In the fall, he hopes to organize up to 25 groups and arrange meetings with both Jewish and non-Jewish audiences. Low, who helped found Peace Now, single-handedly funded both trips.

The current group is made up of three fluent English speakers: Alster, the father of four who moved to Israel from the US when he was 12; Saul Kramer, a 26-year-old South African who immigrated to Israel six years ago; and Nathalie Narcyz, 21, a student who immigrated from Belgium at age 6.

Walking around New York last week, Narcyz said she wants to humanize the IDF to Jews in the US. Although she finished her obligatory army service last year, Narcyz said she feels she is on the front lines of battle, as one of her classmates at the Interdisciplinary Center in Herzliya lost her parents and grandparents in the Pessah massacre in Netanya.

Narcyz explained that her classmate lived because she left the Park Hotel seder to have a cigarette a habit she had hidden from her family moments before a suicide bomber killed 29 people and wounded 140.

"People have the impression we're racist in Israel, that we shoot kids," said Narcyz. She said she wants American Jews to understand that Israel's military actions are justified as a means of stopping terrorism and allowing Israelis to live normal lives. "It's important to let them know, not to feel ashamed," she said.

Kramer, who was assigned to guard the entrance to the Jenin camp during the IDF operation there, described the frustration of reading media reports that Israel was preventing humanitarian aid from reaching the area after he had personally authorized the entrance of aid.

"What really angered us all was when [UN Special Envoy] Terje Roed-Larsen went in with a convoy of humanitarian aid and made a speech that no humanitarian aid went in," said Kramer. During Larsen's visit, 200 trucks of aid were let into the camp, he said.

Another incident Kramer witnessed was a French media organization trying to ferry a wanted terrorist from Jenin in their press vehicle.

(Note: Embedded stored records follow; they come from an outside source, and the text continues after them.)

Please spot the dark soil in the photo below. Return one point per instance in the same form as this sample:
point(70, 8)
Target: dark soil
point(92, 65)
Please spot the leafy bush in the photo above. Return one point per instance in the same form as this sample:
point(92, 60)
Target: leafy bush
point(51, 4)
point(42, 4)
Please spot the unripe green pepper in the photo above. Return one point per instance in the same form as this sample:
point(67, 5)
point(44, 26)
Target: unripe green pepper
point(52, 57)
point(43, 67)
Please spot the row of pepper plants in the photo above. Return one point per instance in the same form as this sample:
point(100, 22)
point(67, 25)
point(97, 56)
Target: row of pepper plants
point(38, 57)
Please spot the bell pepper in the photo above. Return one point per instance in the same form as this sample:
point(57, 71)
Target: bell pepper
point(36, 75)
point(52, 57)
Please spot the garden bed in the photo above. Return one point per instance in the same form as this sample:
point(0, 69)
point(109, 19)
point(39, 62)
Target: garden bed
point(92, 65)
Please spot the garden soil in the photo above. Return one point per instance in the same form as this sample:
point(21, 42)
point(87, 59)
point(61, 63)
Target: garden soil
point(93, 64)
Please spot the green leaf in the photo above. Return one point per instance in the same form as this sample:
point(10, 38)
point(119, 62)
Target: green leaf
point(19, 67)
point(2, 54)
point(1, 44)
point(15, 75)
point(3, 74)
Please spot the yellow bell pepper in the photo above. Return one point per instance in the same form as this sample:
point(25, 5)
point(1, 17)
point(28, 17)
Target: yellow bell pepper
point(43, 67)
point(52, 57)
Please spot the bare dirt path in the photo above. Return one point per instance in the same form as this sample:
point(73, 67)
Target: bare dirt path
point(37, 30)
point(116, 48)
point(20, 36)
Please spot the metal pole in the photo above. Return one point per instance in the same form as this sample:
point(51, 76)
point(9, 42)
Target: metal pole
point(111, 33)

Still, says Kramer, Israel could have argued its cause better, something he has been trying to do in e-mails to friends and family. "The Israeli government was not successful in communicating why they didn't let in the press or the UN fact-finding team," he said.

Alster agreed. "I think we're at fault partially in the way we explain ourselves. We need more emotion and less history. But we've also reached a stage where we don't have to be liked. We have to do what's right for us and keep to our moral standards.

"We have to be true to ourselves so that my 16-year-old daughter can get on a bus."